Não obstante, o quadro na Europa ocidental não é tão forte, o crescimento foi vacilante: as vendas cresceram apenas em 1.7 % na primeira metade de 2004.

A L´Oreal credita seu sucesso na China a uma combinação da marca Mini-Nurse e da marca chinesa da L´Oreal, Yue Saï, apoiada pelo crescimento vigoroso das vendas de Maybelline e Vichy. A Ásia como um todo deu respostas positivas à L´Oreal. Sua marca Kérastase ficou acima de 29 % no Japão, e Shu Uemura e Kiehl´s também tiveram maior elevação nas vendas na região Ásia-Pacifico mais que qualquer outro lugar.

Enquanto isso, na Europa parece improvável o renascimento das vendas da  L´Oreal, na França, com a pressão de uma legislação governamental que corta os preços de produtos de cuidados pessoais.

“ Para o ano integral, parece razoável esperar por um crescimento na  base de vendas amplamente em linha com o primeiro semestre,”  disse Lindsay Owen-Jones, CEO da L´Oreal. “ Isto é mais que o suficiente para assegurar uma melhora adicional em nosso modelo de negócios. Graças a este crescimento nas vendas, os resultados encorajadores do primeiro semestre, e a perspectiva de um declínio gradual no impacto da barreira da moeda, podemos assegurar nosso objetivo para 2004 de um outro ano de crescimento de duplo digito em nossas receitas antes da tributação.”
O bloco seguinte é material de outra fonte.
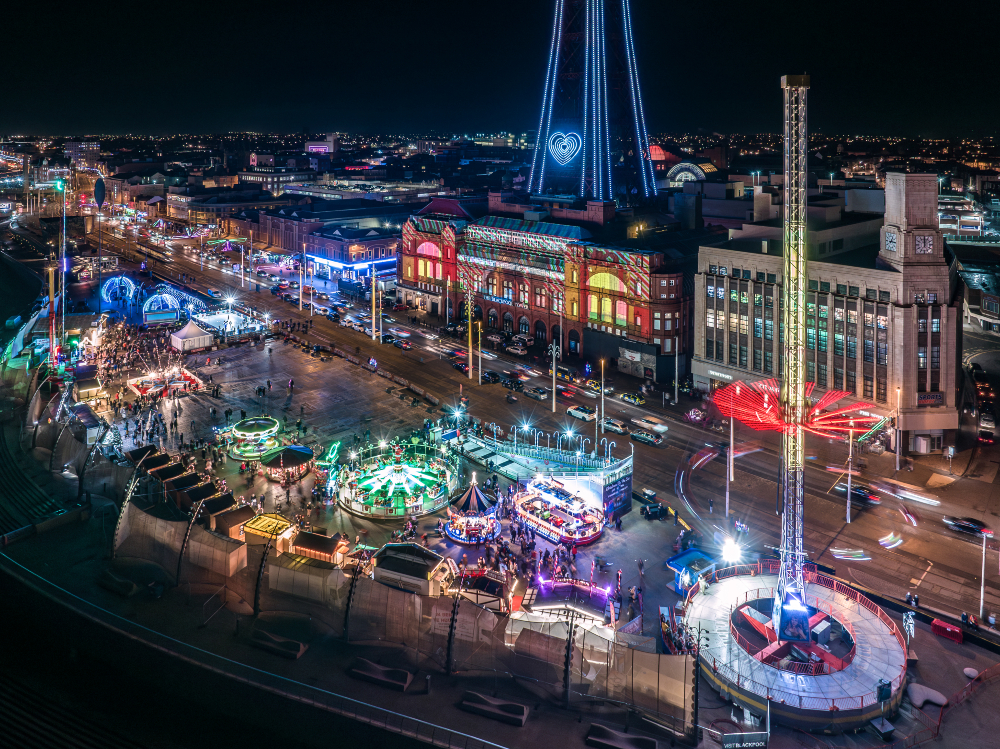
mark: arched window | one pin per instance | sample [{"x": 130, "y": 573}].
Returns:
[{"x": 605, "y": 309}]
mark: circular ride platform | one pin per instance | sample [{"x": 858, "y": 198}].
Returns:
[{"x": 832, "y": 688}]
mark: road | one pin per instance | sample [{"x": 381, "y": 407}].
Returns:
[{"x": 942, "y": 566}]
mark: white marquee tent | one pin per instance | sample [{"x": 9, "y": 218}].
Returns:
[{"x": 191, "y": 338}]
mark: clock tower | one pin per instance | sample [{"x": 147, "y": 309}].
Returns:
[{"x": 911, "y": 236}]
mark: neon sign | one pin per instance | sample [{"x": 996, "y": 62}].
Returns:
[{"x": 564, "y": 147}]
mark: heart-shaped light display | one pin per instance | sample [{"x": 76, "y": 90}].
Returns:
[{"x": 564, "y": 146}]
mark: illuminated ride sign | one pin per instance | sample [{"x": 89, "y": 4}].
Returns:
[{"x": 564, "y": 147}]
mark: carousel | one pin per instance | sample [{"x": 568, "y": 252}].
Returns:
[
  {"x": 288, "y": 463},
  {"x": 396, "y": 480},
  {"x": 558, "y": 515},
  {"x": 472, "y": 517},
  {"x": 251, "y": 438}
]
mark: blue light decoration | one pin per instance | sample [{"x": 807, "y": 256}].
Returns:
[
  {"x": 579, "y": 117},
  {"x": 118, "y": 287}
]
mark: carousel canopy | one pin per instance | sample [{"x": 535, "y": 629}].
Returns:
[
  {"x": 473, "y": 500},
  {"x": 291, "y": 456}
]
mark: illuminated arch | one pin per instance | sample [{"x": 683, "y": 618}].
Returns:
[
  {"x": 430, "y": 249},
  {"x": 607, "y": 282},
  {"x": 119, "y": 287}
]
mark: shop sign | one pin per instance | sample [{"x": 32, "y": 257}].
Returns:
[{"x": 744, "y": 740}]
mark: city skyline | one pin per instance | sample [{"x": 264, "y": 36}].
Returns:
[{"x": 390, "y": 69}]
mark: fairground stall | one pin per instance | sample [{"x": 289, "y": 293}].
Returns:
[
  {"x": 393, "y": 480},
  {"x": 559, "y": 515},
  {"x": 251, "y": 438},
  {"x": 472, "y": 517},
  {"x": 177, "y": 379},
  {"x": 288, "y": 463}
]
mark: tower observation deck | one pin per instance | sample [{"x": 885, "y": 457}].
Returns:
[{"x": 592, "y": 140}]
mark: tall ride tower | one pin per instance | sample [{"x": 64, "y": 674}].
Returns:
[
  {"x": 793, "y": 384},
  {"x": 592, "y": 139}
]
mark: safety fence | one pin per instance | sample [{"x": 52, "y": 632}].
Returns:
[
  {"x": 573, "y": 659},
  {"x": 773, "y": 694}
]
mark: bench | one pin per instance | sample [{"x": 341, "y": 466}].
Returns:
[
  {"x": 394, "y": 678},
  {"x": 606, "y": 738},
  {"x": 491, "y": 707}
]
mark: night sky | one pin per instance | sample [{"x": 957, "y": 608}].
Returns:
[{"x": 878, "y": 67}]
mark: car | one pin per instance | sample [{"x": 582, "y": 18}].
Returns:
[
  {"x": 648, "y": 422},
  {"x": 613, "y": 425},
  {"x": 647, "y": 438},
  {"x": 859, "y": 493},
  {"x": 584, "y": 413},
  {"x": 970, "y": 526}
]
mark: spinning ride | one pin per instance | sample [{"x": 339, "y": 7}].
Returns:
[
  {"x": 397, "y": 480},
  {"x": 472, "y": 517},
  {"x": 253, "y": 437},
  {"x": 557, "y": 515}
]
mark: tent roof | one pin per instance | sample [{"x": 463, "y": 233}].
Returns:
[
  {"x": 473, "y": 500},
  {"x": 291, "y": 456},
  {"x": 189, "y": 331}
]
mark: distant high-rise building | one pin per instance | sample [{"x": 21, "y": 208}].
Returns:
[{"x": 592, "y": 139}]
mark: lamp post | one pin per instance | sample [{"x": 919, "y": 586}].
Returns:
[
  {"x": 554, "y": 350},
  {"x": 850, "y": 466}
]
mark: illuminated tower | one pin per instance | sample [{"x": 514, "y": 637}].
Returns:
[
  {"x": 592, "y": 139},
  {"x": 793, "y": 384}
]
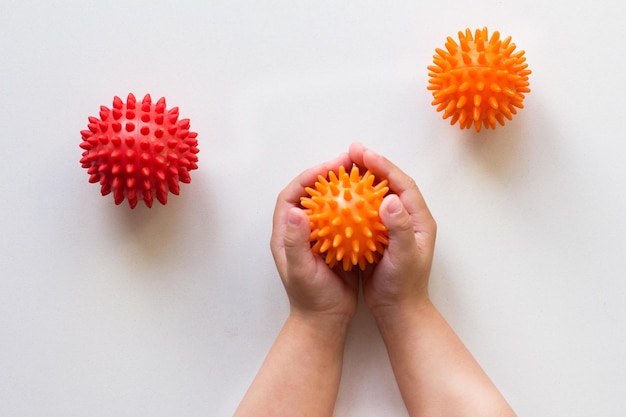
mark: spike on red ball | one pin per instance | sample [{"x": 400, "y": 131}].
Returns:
[
  {"x": 139, "y": 150},
  {"x": 479, "y": 80}
]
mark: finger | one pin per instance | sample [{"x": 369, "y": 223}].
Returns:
[
  {"x": 399, "y": 182},
  {"x": 399, "y": 225},
  {"x": 290, "y": 196},
  {"x": 298, "y": 254}
]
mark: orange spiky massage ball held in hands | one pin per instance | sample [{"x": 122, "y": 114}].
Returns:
[
  {"x": 343, "y": 210},
  {"x": 139, "y": 150},
  {"x": 480, "y": 80}
]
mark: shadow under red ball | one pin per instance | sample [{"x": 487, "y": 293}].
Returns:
[{"x": 139, "y": 151}]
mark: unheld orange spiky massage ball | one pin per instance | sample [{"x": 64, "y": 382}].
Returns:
[
  {"x": 479, "y": 81},
  {"x": 139, "y": 150},
  {"x": 345, "y": 223}
]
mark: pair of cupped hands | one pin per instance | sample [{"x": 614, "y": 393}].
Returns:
[{"x": 397, "y": 283}]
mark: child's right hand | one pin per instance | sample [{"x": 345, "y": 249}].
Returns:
[{"x": 399, "y": 282}]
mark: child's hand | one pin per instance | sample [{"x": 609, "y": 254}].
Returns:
[
  {"x": 400, "y": 279},
  {"x": 315, "y": 291}
]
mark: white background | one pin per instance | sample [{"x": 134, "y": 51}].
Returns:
[{"x": 170, "y": 311}]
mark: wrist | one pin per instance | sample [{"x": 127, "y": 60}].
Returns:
[
  {"x": 402, "y": 314},
  {"x": 331, "y": 327}
]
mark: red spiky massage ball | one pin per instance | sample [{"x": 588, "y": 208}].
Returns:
[
  {"x": 139, "y": 150},
  {"x": 479, "y": 81},
  {"x": 343, "y": 212}
]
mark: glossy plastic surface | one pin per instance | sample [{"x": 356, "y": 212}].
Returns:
[
  {"x": 343, "y": 210},
  {"x": 139, "y": 151},
  {"x": 479, "y": 80}
]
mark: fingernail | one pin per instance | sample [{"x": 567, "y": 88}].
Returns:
[
  {"x": 394, "y": 206},
  {"x": 293, "y": 218}
]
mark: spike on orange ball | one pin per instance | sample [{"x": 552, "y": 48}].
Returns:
[
  {"x": 343, "y": 210},
  {"x": 479, "y": 80},
  {"x": 139, "y": 151}
]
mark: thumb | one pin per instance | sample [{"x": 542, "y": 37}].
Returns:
[
  {"x": 398, "y": 223},
  {"x": 296, "y": 238}
]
Apesar das observações de  Owen-Jones, a L´Oreal tem visto uma redução no crescimento global de suas linhas top. Este crescimento tem sido cortado de 7.5 a 8 % por região para cerca de 6.5 %, marca para o segundo semestre de 2004. Analistas do banco de investimento UBS dizem que estão surpresos com o tamanho da redução. “Supondo que o crescimento na América do Norte deva acelerar alguma coisa”, disse a equipe de analistas do USB, “e dado que as reduções insignificantes em mercados emergentes esperadas para o segundo semestre de 2004 devam ter sido parte do orçamento original, estas envolvem uma redução significativamente mais fraca que o desempenho esperado anteriormente na Europa ocidental, especialmente nos produtos de consumo na França e Alemanha, cerca de 12% das vendas do grupo.”

Mas Christoph Dolleschal, um analista do Dresdner Kleinwort Wasserstein, acrescentou que a previsão de redução no crescimento da L´Oreal foi na verdade muito moderada comparada a mais severos cortes das taxas de crescimento da Henkel Beiersdorf e Unilever.